Cancer has been hitting the front pages again, and it can be difficult from the headlines to judge whether it is good news or bad.
We seem to lurch from a game-changing new treatment one day to reports of rising rates the next – most recently, alarming news about the increase in global incidence of cancer among the under-50s.
So, what is going on? Are we on the verge of dramatic breakthroughs thanks to new drug combinations or immunotherapies that offer the promise of a cure for some cancers? Or are we, like Canute, trying valiantly to hold back a rising tide of cancer swelled by unhealthy lifestyle choices such as poor diet and lack of exercise?
First, let’s acknowledge the bad news. It’s true – cancer cases have increased in recent decades in younger people. It’s likely that there is a combination of factors driving this trend, including obesity and physical inactivity, but the exact reasons remain elusive. Dealing with a surge in cases will be a challenge for an already under pressure NHS and reversing this trend will largely depend on efforts to prevent cancer through understanding and tackling its causes.
But for all that, I am firmly of the view that our efforts to defeat cancer are paying off. This is a battle that we can win, and indeed are already winning.
We can see from another set of figures that death rates from cancer, as opposed to cases, continue to come down – among the under-50s and across the board. We are seeing the benefits of rapid improvements in diagnosis and treatment – driven by exciting progress in cancer research.
But the improvements we are picking up in survival statistics so far are just the start. I am hugely heartened by the advances we are seeing and optimistic about the future for cancer patients.
Technologies used to study cancer have never been so advanced – we can see the disease in unprecedented detail, and reading DNA has never been so fast and cheap. We are rapidly uncovering new knowledge of how cancer changes and evolves as part of a complex ecosystem, exposing its weaknesses and revealing potential new routes to treatment.

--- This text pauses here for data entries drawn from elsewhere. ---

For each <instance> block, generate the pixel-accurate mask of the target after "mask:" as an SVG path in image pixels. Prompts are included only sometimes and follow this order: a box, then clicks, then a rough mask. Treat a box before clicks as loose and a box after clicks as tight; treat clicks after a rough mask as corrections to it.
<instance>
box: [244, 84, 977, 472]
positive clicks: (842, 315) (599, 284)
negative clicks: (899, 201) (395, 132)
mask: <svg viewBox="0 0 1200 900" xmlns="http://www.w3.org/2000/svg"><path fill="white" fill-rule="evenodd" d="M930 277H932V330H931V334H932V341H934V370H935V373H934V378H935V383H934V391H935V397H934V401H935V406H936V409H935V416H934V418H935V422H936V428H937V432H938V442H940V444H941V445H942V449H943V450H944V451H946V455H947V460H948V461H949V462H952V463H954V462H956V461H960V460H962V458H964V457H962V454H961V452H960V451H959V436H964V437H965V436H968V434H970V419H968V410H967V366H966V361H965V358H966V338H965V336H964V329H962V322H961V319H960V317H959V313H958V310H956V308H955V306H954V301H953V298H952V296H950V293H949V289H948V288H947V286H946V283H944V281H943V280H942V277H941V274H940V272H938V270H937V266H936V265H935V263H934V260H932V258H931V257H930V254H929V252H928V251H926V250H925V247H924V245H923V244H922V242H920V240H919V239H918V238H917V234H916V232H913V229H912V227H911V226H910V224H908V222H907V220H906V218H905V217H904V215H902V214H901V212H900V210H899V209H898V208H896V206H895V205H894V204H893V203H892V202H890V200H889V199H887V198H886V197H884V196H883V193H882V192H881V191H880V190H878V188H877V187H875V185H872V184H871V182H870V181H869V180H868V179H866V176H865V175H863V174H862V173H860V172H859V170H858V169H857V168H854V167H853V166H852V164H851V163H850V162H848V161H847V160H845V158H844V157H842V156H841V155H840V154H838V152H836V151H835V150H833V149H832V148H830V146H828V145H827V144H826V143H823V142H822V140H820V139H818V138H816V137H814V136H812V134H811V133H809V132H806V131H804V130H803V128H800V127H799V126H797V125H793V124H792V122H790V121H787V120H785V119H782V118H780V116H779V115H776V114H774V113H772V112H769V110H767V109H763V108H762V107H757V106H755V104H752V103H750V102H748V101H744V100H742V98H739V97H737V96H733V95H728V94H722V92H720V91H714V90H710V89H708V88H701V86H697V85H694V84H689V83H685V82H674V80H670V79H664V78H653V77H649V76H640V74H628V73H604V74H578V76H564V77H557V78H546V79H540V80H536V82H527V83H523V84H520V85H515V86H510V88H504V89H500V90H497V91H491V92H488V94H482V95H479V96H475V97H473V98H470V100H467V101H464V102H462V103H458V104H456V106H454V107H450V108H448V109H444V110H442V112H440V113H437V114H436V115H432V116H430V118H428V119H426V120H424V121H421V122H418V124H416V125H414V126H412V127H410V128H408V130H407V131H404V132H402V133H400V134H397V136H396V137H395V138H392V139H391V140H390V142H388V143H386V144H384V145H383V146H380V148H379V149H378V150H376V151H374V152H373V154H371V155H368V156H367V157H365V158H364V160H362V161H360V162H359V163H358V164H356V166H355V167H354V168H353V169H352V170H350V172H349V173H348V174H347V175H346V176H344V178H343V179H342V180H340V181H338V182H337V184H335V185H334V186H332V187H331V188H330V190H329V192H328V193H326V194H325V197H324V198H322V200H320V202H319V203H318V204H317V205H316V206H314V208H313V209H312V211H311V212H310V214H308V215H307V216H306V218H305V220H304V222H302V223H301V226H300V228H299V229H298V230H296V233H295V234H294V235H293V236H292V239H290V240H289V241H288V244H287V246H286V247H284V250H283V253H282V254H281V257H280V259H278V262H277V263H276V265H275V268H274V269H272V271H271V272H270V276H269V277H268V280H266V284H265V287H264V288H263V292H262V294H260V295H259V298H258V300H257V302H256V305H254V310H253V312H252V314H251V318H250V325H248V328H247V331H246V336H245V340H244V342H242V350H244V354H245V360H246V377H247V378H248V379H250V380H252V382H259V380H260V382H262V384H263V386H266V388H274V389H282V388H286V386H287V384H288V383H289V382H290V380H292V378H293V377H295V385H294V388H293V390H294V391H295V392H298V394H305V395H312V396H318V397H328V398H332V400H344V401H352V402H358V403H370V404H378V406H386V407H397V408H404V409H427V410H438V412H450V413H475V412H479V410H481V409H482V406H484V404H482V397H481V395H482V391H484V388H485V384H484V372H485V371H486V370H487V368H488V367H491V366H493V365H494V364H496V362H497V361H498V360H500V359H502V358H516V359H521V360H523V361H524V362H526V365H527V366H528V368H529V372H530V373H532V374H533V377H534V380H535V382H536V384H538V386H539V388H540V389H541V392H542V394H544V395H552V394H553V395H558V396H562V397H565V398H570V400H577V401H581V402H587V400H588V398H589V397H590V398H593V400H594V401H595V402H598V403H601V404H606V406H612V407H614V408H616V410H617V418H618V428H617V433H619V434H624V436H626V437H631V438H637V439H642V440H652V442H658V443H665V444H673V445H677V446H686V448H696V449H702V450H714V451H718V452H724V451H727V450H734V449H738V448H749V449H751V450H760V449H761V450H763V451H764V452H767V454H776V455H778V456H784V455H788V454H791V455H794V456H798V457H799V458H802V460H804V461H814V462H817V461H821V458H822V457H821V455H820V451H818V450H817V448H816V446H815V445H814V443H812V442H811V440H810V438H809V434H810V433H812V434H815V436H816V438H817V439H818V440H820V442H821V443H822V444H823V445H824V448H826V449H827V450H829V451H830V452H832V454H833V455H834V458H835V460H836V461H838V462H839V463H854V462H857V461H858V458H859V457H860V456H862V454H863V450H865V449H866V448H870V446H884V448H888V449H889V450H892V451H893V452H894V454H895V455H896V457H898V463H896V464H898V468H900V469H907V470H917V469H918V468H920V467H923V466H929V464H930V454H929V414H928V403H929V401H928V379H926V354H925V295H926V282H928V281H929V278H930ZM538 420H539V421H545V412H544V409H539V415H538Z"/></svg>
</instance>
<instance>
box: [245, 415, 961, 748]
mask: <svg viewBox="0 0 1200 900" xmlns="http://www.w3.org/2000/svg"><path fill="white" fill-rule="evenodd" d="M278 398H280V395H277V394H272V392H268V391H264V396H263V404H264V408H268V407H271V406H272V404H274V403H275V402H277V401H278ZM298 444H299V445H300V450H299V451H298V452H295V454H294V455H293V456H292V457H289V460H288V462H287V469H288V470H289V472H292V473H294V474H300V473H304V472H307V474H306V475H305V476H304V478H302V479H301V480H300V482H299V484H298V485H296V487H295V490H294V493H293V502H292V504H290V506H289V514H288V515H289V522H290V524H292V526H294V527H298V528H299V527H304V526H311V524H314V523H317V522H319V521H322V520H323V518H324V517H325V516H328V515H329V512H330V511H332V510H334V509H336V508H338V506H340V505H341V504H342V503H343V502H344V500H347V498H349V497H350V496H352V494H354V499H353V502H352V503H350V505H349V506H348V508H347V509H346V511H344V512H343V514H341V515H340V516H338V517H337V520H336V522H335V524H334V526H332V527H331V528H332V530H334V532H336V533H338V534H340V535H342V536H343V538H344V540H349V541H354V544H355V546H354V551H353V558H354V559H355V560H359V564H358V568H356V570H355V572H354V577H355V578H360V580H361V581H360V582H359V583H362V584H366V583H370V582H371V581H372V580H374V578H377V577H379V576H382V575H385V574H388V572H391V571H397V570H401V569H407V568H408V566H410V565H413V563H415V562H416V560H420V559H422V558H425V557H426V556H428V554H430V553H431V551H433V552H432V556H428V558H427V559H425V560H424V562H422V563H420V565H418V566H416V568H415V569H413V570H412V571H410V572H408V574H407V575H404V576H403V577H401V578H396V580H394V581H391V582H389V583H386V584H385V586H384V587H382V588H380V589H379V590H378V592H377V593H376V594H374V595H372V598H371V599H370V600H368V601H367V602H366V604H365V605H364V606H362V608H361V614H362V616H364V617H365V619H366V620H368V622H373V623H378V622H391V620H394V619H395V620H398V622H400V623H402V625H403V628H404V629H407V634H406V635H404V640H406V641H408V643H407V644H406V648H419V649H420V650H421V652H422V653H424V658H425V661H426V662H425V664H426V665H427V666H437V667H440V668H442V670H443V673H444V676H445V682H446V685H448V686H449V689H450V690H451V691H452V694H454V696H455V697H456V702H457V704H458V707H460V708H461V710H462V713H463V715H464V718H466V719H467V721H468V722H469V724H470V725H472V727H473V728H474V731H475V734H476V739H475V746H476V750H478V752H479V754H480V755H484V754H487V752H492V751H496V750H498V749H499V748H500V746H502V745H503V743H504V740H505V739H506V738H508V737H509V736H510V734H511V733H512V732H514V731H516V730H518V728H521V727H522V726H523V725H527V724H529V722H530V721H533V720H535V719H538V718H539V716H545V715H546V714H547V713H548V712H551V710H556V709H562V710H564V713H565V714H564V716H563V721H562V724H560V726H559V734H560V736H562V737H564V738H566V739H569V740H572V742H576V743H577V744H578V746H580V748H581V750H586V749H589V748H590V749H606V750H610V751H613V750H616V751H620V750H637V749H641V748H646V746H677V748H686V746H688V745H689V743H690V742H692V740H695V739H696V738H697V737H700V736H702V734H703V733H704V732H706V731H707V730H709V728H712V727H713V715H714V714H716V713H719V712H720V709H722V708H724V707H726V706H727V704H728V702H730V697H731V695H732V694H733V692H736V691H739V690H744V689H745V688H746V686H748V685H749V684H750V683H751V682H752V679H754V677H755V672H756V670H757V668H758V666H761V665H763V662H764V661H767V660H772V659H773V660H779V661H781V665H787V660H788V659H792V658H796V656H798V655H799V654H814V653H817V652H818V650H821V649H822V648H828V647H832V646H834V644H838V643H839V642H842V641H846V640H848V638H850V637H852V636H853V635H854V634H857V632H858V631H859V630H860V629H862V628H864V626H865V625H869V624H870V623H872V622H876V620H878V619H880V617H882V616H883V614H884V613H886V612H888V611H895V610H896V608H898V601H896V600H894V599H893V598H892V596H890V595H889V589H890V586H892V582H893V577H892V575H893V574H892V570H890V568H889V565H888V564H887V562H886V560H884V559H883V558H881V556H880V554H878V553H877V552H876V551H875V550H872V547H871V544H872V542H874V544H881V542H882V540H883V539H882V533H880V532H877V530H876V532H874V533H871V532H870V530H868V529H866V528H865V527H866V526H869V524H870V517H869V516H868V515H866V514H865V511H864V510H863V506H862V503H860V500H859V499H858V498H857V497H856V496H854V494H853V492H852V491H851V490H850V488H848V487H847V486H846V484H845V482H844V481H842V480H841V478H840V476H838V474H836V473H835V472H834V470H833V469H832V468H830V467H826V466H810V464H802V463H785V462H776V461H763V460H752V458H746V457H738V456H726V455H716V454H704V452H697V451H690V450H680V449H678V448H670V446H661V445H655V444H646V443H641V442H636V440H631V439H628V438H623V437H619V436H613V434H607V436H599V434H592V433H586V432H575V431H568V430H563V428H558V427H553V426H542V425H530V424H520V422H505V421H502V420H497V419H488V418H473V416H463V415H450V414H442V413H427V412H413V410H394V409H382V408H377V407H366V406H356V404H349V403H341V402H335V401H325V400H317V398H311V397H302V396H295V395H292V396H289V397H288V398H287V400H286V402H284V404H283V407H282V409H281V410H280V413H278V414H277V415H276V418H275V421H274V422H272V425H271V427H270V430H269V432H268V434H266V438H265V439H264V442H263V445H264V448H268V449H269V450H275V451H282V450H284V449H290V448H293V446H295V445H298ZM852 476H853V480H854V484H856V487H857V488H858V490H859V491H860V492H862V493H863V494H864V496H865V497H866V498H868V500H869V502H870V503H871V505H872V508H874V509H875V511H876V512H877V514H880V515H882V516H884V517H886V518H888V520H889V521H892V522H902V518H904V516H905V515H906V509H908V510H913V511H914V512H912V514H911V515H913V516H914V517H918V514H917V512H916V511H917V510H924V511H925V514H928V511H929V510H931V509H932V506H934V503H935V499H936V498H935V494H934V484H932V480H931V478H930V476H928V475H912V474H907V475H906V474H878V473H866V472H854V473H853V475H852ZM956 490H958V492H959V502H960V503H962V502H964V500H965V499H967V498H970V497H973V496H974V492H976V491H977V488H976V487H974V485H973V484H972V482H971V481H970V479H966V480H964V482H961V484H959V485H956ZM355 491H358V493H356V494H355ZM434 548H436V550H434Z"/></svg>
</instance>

This sophisticated understanding is in turn driving innovation in many aspects of cancer care. Smarter and faster diagnostics promise drastic improvements in early detection – advanced blood tests can now detect cancer DNA in the bloodstream, and artificial intelligence (AI) is revolutionising our ability to analyse complex scans to spot subtle abnormalities that could signal cancer. Treatments are rapidly advancing, with personalised drug regimens, based on genetic testing, targeted drugs, tailor-made immunotherapies and state-of-the-art radiotherapy that delivers radiation beams precisely to tumours.
There has been a huge increase in the number of new cancer drugs approved in the last decade. Many of these are so recent that we are yet to see their true impact on survival rates. Capivasertib, for example, is an exciting new breast cancer drug, which is being assessed for potential approval by US drug regulator the Food and Drug Administration (FDA). It was developed in the UK following a programme of fundamental science and drug discovery in our labs at the Institute of Cancer Research.
Capivasertib is just one of many new targeted cancer drugs that are on the cusp of entering the clinic, or have already become available.
Immunotherapy is the biggest breakthrough in cancer treatment in the last 15 years. In 2008, just one in 20 patients with advanced melanoma survived for five years – now approximately half do, and immunotherapy has played a major role in that.
In the pipeline are even more exciting immune-targeting therapies – cancer-killing viruses that selectively wipe out cancer cells and vaccines tailored to patients’ individual cancers have shown promise in phase II trials and may soon become a reality. These advances hold the potential for curing more patients and reducing side effects through smarter treatments.
Through cutting-edge radiotherapy techniques and schedules, we’re also reducing the number of treatments that patients need and have advanced our ability to target radiation more precisely to the tumour so that we can reduce side effects.
But for all the exciting discoveries we’re seeing in cancer research, more work is needed to turn that progress into better effects on patients. It’s still much too difficult to be able to provide access to the latest drugs, diagnostics and technologies on the NHS.
We need the NHS and its companion organisations to put in place systems that can rapidly make available the most innovative treatments with the potential to have the greatest impact on the lives of patients. And we need to do much better at providing patients with access to clinical trials offering the latest treatments.
Despite leading the world in research against Covid-19, post-Brexit challenges and loss of the EU medicines regulator threaten UK clinical trials.
Pharmaceutical companies are increasingly looking elsewhere to run clinical trials due to the excessive administrative burdens and costs they face in the UK. This is a huge loss to the economy, but it also means UK patients risk losing access to the most exciting and innovative medicines available through trials.
I have great hope for the future of cancer treatment, and I am confident that the UK will play a major part in that. The fundamental scientific discoveries we are making today will generate new and more efficient targeted therapies. With improved funding for cancer research, support for clinical trials that cuts red tape and a robust cancer plan for the NHS, we will see substantial improvements in early cancer diagnosis, and the emergence of ever kinder, smarter treatments that mean many more people survive the disease.
While cases of cancer may be rising, we’ve never been more prepared to detect and treat it.